This example builds a Memory Network language model, and trains on PTB data. Model and training are described in
(Sukhbaatar, et. al.) End-To-End Memory Networks. Model details are implemented in texar.modules.memnet
.
Though the example is for language modeling, it is easy to adapt to other tasks like Question Answering, etc, as described in the above paper.
The standard Penn Treebank (PTB) dataset is used.
If data does not exist under data_path
, the program will automatically download the data.
The following cmd trains the model:
python3 lm_ptb_memnet.py --config config --data_path ./
Here:
--config
specifies the config file to use. E.g., the above use the configuration defined in config.py.--data_path
specifies the directory containing PTB raw data (e.g.,ptb.train.txt
). If the data files do not exist, the program will automatically download, extract, and pre-process the data.--lr
specifies the initial learning rate. If not specified, the program will use the learning rate in the config file.
The model will begin training, and will evaluate on the validation data periodically, and evaluate on the test data after the training is done. Checkpoints are saved every 5 epochs.

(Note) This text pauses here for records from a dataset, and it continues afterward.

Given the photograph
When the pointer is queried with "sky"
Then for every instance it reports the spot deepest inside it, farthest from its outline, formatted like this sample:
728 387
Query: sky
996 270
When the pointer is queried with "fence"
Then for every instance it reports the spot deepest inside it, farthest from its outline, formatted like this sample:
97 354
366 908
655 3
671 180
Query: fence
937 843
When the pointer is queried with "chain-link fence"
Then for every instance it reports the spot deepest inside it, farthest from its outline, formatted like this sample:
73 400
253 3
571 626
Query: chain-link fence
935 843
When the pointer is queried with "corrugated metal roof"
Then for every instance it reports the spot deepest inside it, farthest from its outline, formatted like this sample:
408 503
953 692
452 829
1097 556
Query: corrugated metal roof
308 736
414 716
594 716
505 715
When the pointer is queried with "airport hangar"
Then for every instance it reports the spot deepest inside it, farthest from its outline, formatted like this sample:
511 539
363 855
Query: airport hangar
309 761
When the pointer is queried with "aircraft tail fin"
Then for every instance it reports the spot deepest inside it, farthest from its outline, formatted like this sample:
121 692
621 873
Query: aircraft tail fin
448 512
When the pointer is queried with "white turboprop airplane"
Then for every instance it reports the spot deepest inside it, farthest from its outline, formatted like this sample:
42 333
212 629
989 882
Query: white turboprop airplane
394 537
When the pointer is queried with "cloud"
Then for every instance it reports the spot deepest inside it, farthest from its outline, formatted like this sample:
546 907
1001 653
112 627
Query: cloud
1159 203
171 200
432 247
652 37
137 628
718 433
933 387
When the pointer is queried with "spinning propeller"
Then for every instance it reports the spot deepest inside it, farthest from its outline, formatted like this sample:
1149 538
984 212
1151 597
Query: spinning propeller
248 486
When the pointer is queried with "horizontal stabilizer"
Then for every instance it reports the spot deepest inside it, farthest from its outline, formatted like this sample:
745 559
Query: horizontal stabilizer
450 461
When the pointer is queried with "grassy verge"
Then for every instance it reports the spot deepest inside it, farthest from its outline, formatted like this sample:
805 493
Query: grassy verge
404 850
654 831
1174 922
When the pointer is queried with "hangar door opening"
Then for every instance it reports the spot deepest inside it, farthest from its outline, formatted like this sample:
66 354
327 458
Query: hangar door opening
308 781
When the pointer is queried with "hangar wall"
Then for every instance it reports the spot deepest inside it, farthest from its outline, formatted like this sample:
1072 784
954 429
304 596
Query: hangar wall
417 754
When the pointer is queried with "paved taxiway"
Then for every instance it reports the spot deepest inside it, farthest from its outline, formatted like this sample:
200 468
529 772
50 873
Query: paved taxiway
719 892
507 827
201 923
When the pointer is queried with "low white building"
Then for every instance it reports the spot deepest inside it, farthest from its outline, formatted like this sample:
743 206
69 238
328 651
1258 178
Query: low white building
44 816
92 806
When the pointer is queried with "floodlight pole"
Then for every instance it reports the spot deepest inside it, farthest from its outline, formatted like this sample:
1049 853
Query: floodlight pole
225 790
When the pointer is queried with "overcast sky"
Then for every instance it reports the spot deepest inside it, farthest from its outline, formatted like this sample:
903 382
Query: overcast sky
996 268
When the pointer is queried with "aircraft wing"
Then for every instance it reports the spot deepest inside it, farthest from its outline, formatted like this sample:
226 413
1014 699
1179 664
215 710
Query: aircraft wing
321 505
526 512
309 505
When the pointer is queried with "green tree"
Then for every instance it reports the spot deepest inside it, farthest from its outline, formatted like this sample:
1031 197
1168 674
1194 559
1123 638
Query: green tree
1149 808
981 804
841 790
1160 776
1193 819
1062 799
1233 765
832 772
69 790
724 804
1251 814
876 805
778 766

config.py is the largest and best configuration described on the last line of Table 2 in (Sukhbaatar, et. al.) End-To-End Memory Networks. It sets number of hops to 7, hidden dim to 150, and memory size to 200. This model has 4,582,500 parameters in total.
The perplexity of different configs is:
config | epochs | train | valid | test |
---|---|---|---|---|
config | 51 | 50.70 | 120.97 | 113.06 |
This result of config.py
is slightly inferior to the result presented in the paper, since the result in the paper is the best among 10 runs.